Reduced immigration is compounding labor market challenges. Trump’s crackdown has sharply cut the number of people entering the U.S. to work. Economists debate the exact shortfall, but agree the decline is significant.
The Federal Reserve Bank of San Francisco estimates just 500,000 immigrants arrived in 2025, down from 2.2 million in 2024. In one modeled scenario, if one million people were deported, the U.S. workforce would stop growing in 2025 and begin shrinking in the decades ahead intensifying labor shortages and slowing economic growth.
Economists and Federal Reserve officials remain divided on whether the U.S. job market’s weakness stems more from falling labor demand or shrinking labor supply. Preston Caldwell, chief U.S. Economist at Morningstar, noted that “it’s still unclear to what extent decelerating job growth is being driven by falling labor demand versus labor supply.”
This uncertainty carries major implications for borrowing costs. Several Fed policymakers believe labor demand is declining faster than supply, which could push unemployment higher. That outlook may prompt interest rate cuts in 2026 to stimulate hiring, though success is far from guaranteed. Either way, the trajectory of Fed policy could become the defining labor market story of the year.

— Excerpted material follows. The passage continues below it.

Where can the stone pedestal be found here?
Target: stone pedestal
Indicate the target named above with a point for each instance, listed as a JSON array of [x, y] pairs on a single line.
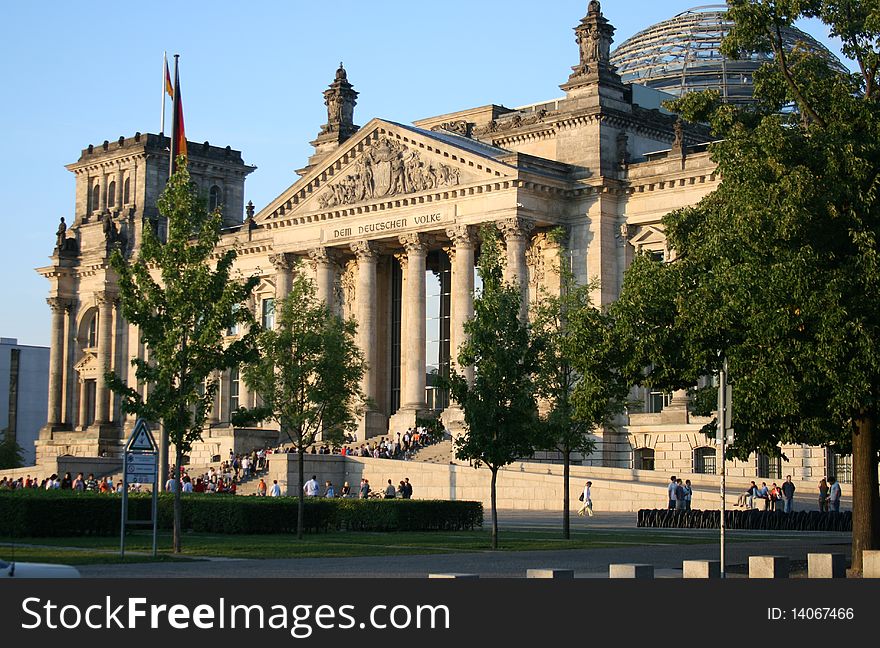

The U.S. job market is caught in a paradox slowing job creation and rising unemployment on one side, labor shortages and skills mismatches on the other. Tariffs, immigration restrictions, and rapid AI adoption are reshaping both demand and supply for workers. Economists warn this imbalance could push unemployment higher, potentially prompting the Federal Reserve to cut interest rates. Whether those cuts succeed or not, the labor market’s instability is set to be one of the defining economic challenges of 2026.